Thirty-six patients were enrolled (age range 21-82 years, 56% male, body mass index range 17.6-33.0 kg/m(2)). Thirty-three of 36 patients (92%) were World Health Organization performance status 0-1. Vandetanib pharmacokinetics were linear over the dose range studied with AUC(ss) for the 300 mg once daily group (38611 ng/h/mL) being 3.6-fold higher than that for the 100 mg once daily group (10826 ng/h/mL). Absorption was relatively slow following a single 100- or 300-mg dose, with T(max) ranging from 2 to 10 hours. Interpatient variability in C(max SS) and AUC(SS) was relatively high, with the coefficient of variation ranging from 29.1% to 40.6%. Vandetanib plasma clearance was slow (7.8-9.2 L/h) and was independent of dose. The most common drug-related adverse events were rash (42%) and diarrhea (39%). No QT(C) prolongation was observed. Hypertension was reported as an adverse event in 3 patients. There were no clinically relevant changes in hematology, urinalysis, or World Health Organization performance status. Elevation of alanine aminotransferase was reported as an adverse event in 1 patient. One patient with medullary thyroid cancer showed a partial tumor response. Population pharmacokinetic analysis suggests that vandetanib pharmacokinetics appear to be comparable in Chinese, Western, and Japanese patients.
The pharmacokinetic properties of vandetanib in these Chinese patients were characterized by low plasma clearance of approximately 8 L/h, a long half-life of approximately 8 to 10 days, and an accumulation of approximately 8-fold to 15-fold on multiple dosing. In these Chinese patients, the pharmacokinetic profile of vandetanib appeared to be comparable with that observed in Japanese and Western populations. Oral doses up to 300 mg once daily appeared to be well tolerated.
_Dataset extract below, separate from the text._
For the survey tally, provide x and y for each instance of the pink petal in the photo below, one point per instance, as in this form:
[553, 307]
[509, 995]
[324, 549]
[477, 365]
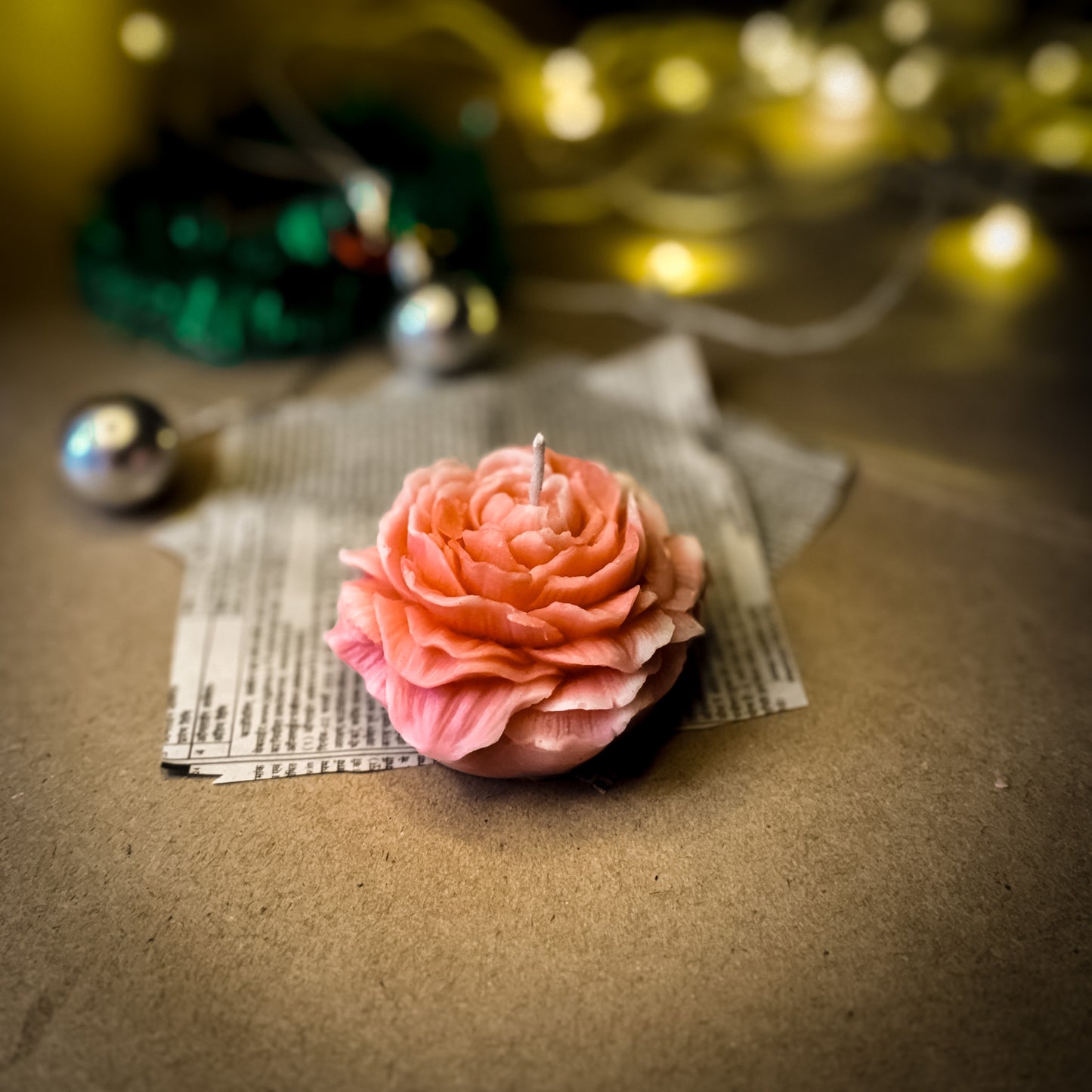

凡德他尼(ZD6474)是一种口服的 3 种信号通路抑制剂,这些信号通路在肿瘤进展中非常重要:血管内皮生长因子受体、表皮生长因子受体和转染后酪氨酸激酶活性。凡德他尼目前的开发重点是治疗非小细胞肺癌和其他肿瘤类型,包括甲状腺癌。这项研究是在中国提交凡德他尼监管申请的要求下进行的。
确定凡德他尼在中国晚期实体恶性肿瘤患者中的药代动力学,并将这些数据与日本和西方人群的数据进行比较。
第一阶段包括在中国广州进行的一项非随机、开放标签、单中心研究。接受过标准治疗无效或没有合适治疗方法的肿瘤晚期患者(每组 12 例)接受口服凡德他尼(100mg 每两天一次、100mg 每天一次或 300mg 每天一次)治疗,直至疾病进展或在研究中停药。最初的队列以 100mg 每两天一次的剂量给药。一旦至少有 3 例患者以 100mg 每两天一次的剂量接受治疗 28 天而没有出现剂量限制性毒性,则开始第二队列以 100mg 每天一次的剂量给药。按照相同的标准,第三队列接受 300mg 每天一次的剂量。评估药代动力学、耐受性和肿瘤反应。通过联合人群药代动力学模型比较中国、西方和日本患者的凡德他尼药代动力学。通过记录不良事件和监测体检、体重、表现状态、生命体征、尿液分析、生物化学、血液学和 12 导联心电图来评估耐受性。
共纳入 36 例患者(年龄范围 21-82 岁,56%为男性,体重指数范围为 17.6-33.0kg/m2)。36 例患者中的 33 例(92%)为世界卫生组织表现状态 0-1 级。凡德他尼的药代动力学在研究剂量范围内呈线性,300mg 每天一次组的 AUCss(38611ng/h/mL)是 100mg 每天一次组(10826ng/h/mL)的 3.6 倍。单次 100-或 300mg 剂量后吸收相对较慢,Tmax 范围为 2-10 小时。Cmax SS 和 AUCss 的患者间变异性较高,变异系数范围为 29.1%-40.6%。凡德他尼的血浆清除率较慢(7.8-9.2L/h),且与剂量无关。最常见的与药物相关的不良事件是皮疹(42%)和腹泻(39%)。未观察到 QT(C)延长。3 例患者报告高血压为不良事件。血液学、尿液分析或世界卫生组织表现状态无临床相关变化。1 例患者出现丙氨酸氨基转移酶升高作为不良事件。1 例甲状腺髓样癌患者出现部分肿瘤反应。群体药代动力学分析表明,凡德他尼在中、西方和日本患者中的药代动力学特征似乎相似。
这些中国患者中凡德他尼的药代动力学特征为:约 8L/h 的低血浆清除率、约 8-10 天的长半衰期和约 8-15 倍的多次给药时的蓄积。在中国患者中,凡德他尼的药代动力学特征似乎与日本和西方人群观察到的相似。高达 300mg 每天一次的口服剂量耐受性良好。